For fans of Sarah Rose Etter and Scott McClanahan, Plum is a darkly beautiful, unflinching novel about modern girlhood in the internet age, the daily toll of trauma, and the limits of love.
Told entirely in the second person, Plum follows J as she grows from kid to teen in a house ruled by her alcoholic dad and complicit mother. Her older brother is sometimes wonderful, sometimes gross, and he’s her only hope of getting out. J’s world is one of nail polish, above-ground pools, and drive-thrus—and of violence, carelessness, and so many rules. J covets the peace that comes when she slips on her headphones, turns on her handheld radio, and dreams of how she and her brother can make their escape.
When her brother leaves home and disappears, so does J’s best chance to flee her parents’ chaotic orbit.

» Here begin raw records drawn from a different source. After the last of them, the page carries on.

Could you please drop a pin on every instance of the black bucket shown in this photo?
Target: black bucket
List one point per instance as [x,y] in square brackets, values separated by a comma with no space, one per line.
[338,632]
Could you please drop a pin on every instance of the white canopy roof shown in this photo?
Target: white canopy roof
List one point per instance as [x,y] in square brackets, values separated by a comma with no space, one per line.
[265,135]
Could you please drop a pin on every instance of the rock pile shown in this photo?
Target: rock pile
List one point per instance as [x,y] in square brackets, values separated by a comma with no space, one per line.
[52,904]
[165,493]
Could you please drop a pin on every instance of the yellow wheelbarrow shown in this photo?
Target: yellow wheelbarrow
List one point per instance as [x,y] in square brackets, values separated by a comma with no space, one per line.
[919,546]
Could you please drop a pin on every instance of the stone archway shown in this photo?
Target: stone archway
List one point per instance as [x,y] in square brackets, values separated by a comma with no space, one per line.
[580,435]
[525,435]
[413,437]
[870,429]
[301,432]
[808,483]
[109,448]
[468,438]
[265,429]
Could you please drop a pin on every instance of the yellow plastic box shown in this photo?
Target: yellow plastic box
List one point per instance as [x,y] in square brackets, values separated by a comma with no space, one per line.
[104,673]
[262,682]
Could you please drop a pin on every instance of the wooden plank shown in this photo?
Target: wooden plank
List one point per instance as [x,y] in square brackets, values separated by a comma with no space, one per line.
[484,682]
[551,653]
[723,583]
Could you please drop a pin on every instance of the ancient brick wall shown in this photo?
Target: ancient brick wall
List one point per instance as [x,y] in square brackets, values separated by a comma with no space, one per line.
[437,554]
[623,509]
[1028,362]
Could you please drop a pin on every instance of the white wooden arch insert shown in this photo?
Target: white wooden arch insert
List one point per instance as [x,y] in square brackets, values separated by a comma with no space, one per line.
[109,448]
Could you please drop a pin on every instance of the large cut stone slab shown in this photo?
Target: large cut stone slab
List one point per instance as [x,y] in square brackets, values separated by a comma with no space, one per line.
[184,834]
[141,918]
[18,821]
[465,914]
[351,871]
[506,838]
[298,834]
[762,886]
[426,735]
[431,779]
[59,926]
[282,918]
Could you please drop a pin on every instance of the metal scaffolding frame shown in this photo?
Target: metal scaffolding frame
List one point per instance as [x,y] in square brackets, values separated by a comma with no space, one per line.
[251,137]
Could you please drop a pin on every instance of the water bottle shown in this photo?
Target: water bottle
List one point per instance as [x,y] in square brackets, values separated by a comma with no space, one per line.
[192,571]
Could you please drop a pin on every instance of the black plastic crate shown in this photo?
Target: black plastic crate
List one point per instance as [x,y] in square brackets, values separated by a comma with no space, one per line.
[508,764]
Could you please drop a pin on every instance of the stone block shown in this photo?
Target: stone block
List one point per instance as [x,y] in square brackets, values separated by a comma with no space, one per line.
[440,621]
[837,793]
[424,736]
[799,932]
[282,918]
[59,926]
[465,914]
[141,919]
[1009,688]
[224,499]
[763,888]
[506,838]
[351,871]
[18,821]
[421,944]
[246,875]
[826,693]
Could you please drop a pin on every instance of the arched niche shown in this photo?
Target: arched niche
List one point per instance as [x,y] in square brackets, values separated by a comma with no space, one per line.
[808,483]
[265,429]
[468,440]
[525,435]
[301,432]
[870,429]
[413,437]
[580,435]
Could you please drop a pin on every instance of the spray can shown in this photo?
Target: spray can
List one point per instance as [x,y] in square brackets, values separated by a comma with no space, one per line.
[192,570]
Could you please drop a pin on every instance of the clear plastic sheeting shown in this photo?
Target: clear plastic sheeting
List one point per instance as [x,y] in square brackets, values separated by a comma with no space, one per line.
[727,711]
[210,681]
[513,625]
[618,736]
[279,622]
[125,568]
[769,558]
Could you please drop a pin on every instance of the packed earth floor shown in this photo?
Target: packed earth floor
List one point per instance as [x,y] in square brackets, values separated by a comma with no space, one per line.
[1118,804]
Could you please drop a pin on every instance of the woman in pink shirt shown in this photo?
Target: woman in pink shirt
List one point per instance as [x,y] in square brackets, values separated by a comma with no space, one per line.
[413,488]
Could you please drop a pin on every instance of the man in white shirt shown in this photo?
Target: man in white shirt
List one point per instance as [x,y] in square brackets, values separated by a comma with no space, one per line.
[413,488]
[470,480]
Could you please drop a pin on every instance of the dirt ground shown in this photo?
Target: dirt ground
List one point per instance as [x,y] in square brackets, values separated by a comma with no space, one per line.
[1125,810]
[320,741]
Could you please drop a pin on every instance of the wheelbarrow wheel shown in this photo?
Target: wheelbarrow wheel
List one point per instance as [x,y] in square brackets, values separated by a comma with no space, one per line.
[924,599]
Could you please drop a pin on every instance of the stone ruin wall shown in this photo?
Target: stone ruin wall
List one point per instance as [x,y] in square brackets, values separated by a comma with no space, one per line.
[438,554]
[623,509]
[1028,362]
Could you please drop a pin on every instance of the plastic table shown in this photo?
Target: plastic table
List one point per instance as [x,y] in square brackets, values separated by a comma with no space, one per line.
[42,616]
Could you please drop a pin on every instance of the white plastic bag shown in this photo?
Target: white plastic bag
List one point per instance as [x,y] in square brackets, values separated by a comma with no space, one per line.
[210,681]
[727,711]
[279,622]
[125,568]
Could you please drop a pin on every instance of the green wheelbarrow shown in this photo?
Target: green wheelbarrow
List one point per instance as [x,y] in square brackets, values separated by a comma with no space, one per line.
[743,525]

Alone and angry, J reaches through her computer screen for the life she wants: blonde hair, glittering nails, attention, freedom. As she stumbles into adulthood with no template to follow, J must figure out how to build a family for herself full of the love she deserves. In her brutally compelling debut, Anderegg turns her singular gaze on the generational patterns of addiction and abuse.
PUBLISHERS WEEKLY
Anderegg debuts with a tour de force of second-person narration. It begins with J in second grade, raised alongside her older brother by their alcoholic mother, who enables their father's physical abuse. J catalogs the rules she follows to keep the peace: "The rule is dinner on the table by 5:30.... The rule is make sure your friends don't come inside.... The rule is never tell anyone." But even these measures can't save her brother from regular beatings. When he leaves home, J is left to fend for herself, and she becomes a cam girl as a teenager. Her adulthood proves rocky as she contends with her childhood trauma ("It feels exactly the same as every other sad and hopeless tiring day") and holds out hope for her brother ("Where your brother lives the sky must be a bright bright blue. He must be warm. He must be having a nice sandwich for lunch. He must have moved on with his life"). As J scrapes together a measure of sanity and stability, the story culminates in a triumph of endurance and love. Anderegg's depiction of familial dysfunction and its lasting effects is pitch-perfect.